One of the great things about .NET 3.5 is that it is fully inter-operable with .NET 2.0. You just have to reference the right assemblies and you can use WPF and Windows Forms from the same application! This is great for slowly migrating a .NET 2.0 application over to .NET 3.5; all you have to do is add the new functionality while keeping your old .NET 2.0 logic. Once you are ready, you can slowly migrate your old code over into .NET 3.5 as needed.

Well...at least it's all that easy in theory; there's just one pesky little hiccup--a System.ExecutionEngineException...


What I was trying to accomplish was to create a .NET 3.0 WPF application and run a Windows Form with all of my old .NET 2.0 logic. This was easy and worked great. Then, I tried adding a WPF window which would open when a button was clicked in the Windows Form.

I compiled my application, ran it, clicked the button and the WPF window opened up just as I was hoping. Excellent! I continued working in debug mode and made some code changes. I clicked the button again to see the code changes in action and...System.ExecutionEngineException.

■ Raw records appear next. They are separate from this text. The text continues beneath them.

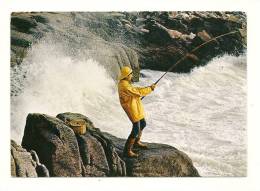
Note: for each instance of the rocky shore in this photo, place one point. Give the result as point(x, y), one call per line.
point(51, 148)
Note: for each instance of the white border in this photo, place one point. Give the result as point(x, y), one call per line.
point(248, 183)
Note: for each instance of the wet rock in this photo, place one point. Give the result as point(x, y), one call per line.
point(55, 144)
point(25, 164)
point(96, 153)
point(159, 160)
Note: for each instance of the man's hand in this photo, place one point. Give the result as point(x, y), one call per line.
point(153, 86)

It took me forever to figure out what the problem was. I undid all of my code changes, I even created a blank testing application and still got the same exception.

Apparently the problem is that a .NET 3.5 WPF application has a ShutdownMode property which by default is set to "OnLastWindowClose." This means that when the last WPF Window in the application is closed, the application itself shuts down.

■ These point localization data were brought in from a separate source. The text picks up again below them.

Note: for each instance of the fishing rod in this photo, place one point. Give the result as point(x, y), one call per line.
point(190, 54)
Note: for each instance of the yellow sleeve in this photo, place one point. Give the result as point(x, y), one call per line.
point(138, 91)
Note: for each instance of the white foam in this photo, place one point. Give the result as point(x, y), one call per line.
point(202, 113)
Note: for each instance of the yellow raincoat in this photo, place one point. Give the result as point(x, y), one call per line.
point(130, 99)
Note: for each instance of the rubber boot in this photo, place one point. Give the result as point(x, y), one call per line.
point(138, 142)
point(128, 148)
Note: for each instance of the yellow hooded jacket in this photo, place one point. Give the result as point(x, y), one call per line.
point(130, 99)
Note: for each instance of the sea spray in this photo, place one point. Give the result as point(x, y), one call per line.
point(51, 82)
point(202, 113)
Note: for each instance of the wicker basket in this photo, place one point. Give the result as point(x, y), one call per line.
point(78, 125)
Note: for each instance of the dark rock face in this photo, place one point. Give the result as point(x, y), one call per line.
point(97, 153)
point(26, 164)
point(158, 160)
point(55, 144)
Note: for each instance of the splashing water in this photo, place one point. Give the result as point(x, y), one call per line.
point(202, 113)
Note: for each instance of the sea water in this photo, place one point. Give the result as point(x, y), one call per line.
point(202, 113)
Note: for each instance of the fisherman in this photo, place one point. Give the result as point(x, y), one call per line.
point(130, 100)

Oddly enough the application doesn't close the Windows Form when it "shuts down"--it just disposes of internal objects.

So this is what was happening:

  1. The application starts and shows a Windows Form.
  2. Then the Windows Form shows a WPF Window.
  3. Then the WPF Window closes and the application "shuts down" while leaving the Windows Form window open.
  4. When I try opening another WPF Window I get the exception because the application I'm trying to open a window for has already been shut down.

There are two ways to get around this problem. The first is the "right way" to do it as described in the MSDN article; it is by setting the ShutdownMode property to OnExplicitShutdown. Then to shutdown the application you could create an event handler method to be called when the Windows Form's "FormClosed" event fires. This event handler would call the applications "Shutdown()" method.

Here is an example:

App.xaml.cs

using System;
using System.Collections.Generic;
using System.Configuration;
using System.Data;
using System.Linq;
using System.Windows;
 
namespace MultiWindowTest
{
    ///
    /// Interaction logic for App.xaml
    ///
    public partial class App : Application
    {
 
        private void Application_Startup(object sender, StartupEventArgs e)
        {
            Form1 f1 = new Form1();
            f1.FormClosed += new System.Windows.Forms.FormClosedEventHandler(f1_FormClosed);
            f1.ShowDialog();
        }
 
        void f1_FormClosed(object sender, System.Windows.Forms.FormClosedEventArgs e)
        {
            this.Shutdown();
        }
    }
}

An alternative way to avoid this exception is a bit of a hack; but still works. You can leave the ShutdownMode property alone and instead create a WPF window that is hidden. If you had an application that shows a splash-screen or a logon window it would make more sense to do this. The application loads, you show the logon window--once they logon this window is hidden and the Windows Form is shown. Once that form is closed you would once again show the logon WPF Window. Hiding a WPF Window does not trigger the Shutdown of the application, so you will be able to open and close as many WPF Windows as you like without worrying about getting the exception.